[v4] x86,fs/resctrl: Fix long-standing issues

[PATCH v4 00/10] x86,fs/resctrl: Fix long-standing issues

Posted by Reinette Chatre 5 days, 2 hours ago

v3: https://lore.kernel.org/lkml/cover.1779476724.git.reinette.chatre@intel.com/
v2: https://lore.kernel.org/lkml/20260515193944.15114-1-tony.luck@intel.com/
v1: https://lore.kernel.org/all/20260508182143.14592-1-tony.luck@intel.com/

While reviewing the AET series [1] Sashiko reported a deadlock during mount,
and a use-after-free when an L3 domain is removed during CPU offline. More issues
were uncovered as fixes were developed and reviewed. While the goal is to
fix all issues the races surrounding pseudo-locked regions are not yet
solved and have been removed from this version of fixes.

Applies against tip/master to ensure it considers pending x86/cache changes.

Changes since V3:
- Drop majority of pseudo-locking fixes, only keep the double free/double
  list add fix.
- Add patch to help document safe RCU list traversal.
- See individual patches for detailed changes.

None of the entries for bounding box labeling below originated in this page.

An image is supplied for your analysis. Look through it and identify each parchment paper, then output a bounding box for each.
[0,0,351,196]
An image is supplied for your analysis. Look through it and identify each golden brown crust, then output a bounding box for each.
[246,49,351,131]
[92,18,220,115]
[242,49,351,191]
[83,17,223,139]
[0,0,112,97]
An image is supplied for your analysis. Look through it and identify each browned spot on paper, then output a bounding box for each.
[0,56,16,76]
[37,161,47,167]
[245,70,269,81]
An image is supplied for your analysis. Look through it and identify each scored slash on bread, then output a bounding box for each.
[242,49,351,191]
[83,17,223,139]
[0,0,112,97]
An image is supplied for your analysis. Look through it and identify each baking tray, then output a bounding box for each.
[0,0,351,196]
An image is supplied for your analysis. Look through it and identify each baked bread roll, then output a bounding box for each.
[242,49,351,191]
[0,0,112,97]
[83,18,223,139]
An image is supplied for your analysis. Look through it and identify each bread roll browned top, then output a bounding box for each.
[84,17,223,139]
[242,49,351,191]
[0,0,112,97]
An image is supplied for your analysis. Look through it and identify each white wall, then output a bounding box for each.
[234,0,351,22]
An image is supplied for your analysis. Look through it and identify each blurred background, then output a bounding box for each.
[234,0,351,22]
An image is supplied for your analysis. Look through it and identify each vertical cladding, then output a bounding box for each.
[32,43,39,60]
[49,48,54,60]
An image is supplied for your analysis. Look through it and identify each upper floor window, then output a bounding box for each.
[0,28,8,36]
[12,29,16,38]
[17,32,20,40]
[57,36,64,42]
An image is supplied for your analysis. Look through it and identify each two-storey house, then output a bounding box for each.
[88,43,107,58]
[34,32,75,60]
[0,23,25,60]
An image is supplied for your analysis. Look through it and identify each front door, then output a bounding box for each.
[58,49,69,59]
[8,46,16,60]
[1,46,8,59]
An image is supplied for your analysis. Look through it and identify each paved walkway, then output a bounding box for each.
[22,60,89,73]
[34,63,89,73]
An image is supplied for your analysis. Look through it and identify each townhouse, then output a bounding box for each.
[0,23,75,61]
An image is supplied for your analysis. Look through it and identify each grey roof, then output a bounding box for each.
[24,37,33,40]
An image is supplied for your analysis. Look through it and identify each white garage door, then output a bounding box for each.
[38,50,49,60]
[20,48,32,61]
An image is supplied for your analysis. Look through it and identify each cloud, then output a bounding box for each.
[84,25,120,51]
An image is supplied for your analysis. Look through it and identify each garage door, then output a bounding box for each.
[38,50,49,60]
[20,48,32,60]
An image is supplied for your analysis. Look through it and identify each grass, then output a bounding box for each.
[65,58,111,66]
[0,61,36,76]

[1] https://sashiko.dev/#/patchset/20260429184858.36423-1-tony.luck%40intel.com

Reinette Chatre (7):
  x86,fs/resctrl: Document safe RCU list traversal
  fs/resctrl: Fix deadlock on errors during mount
  fs/resctrl: Prevent use-after-free in rdtgroup_kn_put()
  fs/resctrl: Fix double-add of pseudo-locked region's RMID to free list
  fs/resctrl: Prevent deadlock and use-after-free in info file handlers
  x86/resctrl: Ensure domain fully initialized before placed on RCU list
  fs/resctrl: Fix UAF from worker threads when domains are removed

Tony Luck (3):
  fs/resctrl: Move functions to avoid forward references in subsequent
    fixes
  fs/resctrl: Free mon_data structures on rdt_get_tree() failure
  fs/resctrl: Fix use-after-free during unmount

 arch/x86/kernel/cpu/resctrl/core.c        |  18 +-
 arch/x86/kernel/cpu/resctrl/ctrlmondata.c |   4 +-
 arch/x86/kernel/cpu/resctrl/intel_aet.c   |   5 +-
 arch/x86/kernel/cpu/resctrl/monitor.c     |   2 +-
 arch/x86/kernel/cpu/resctrl/rdtgroup.c    |   4 +-
 fs/resctrl/ctrlmondata.c                  |  50 +-
 fs/resctrl/internal.h                     |   3 +-
 fs/resctrl/monitor.c                      | 123 ++--
 fs/resctrl/pseudo_lock.c                  |   2 +-
 fs/resctrl/rdtgroup.c                     | 859 ++++++++++++++--------
 10 files changed, 663 insertions(+), 407 deletions(-)

-- 
2.50.1

Re: [PATCH v4 00/10] x86,fs/resctrl: Fix long-standing issues

Posted by Reinette Chatre 3 days, 14 hours ago

Hi Everybody,

Addressing the non patch specific Sashiko feedback from
https://sashiko.dev/#/patchset/cover.1780456704.git.reinette.chatre%40intel.com

I respond to patch specific Sashiko feedback in individual patches.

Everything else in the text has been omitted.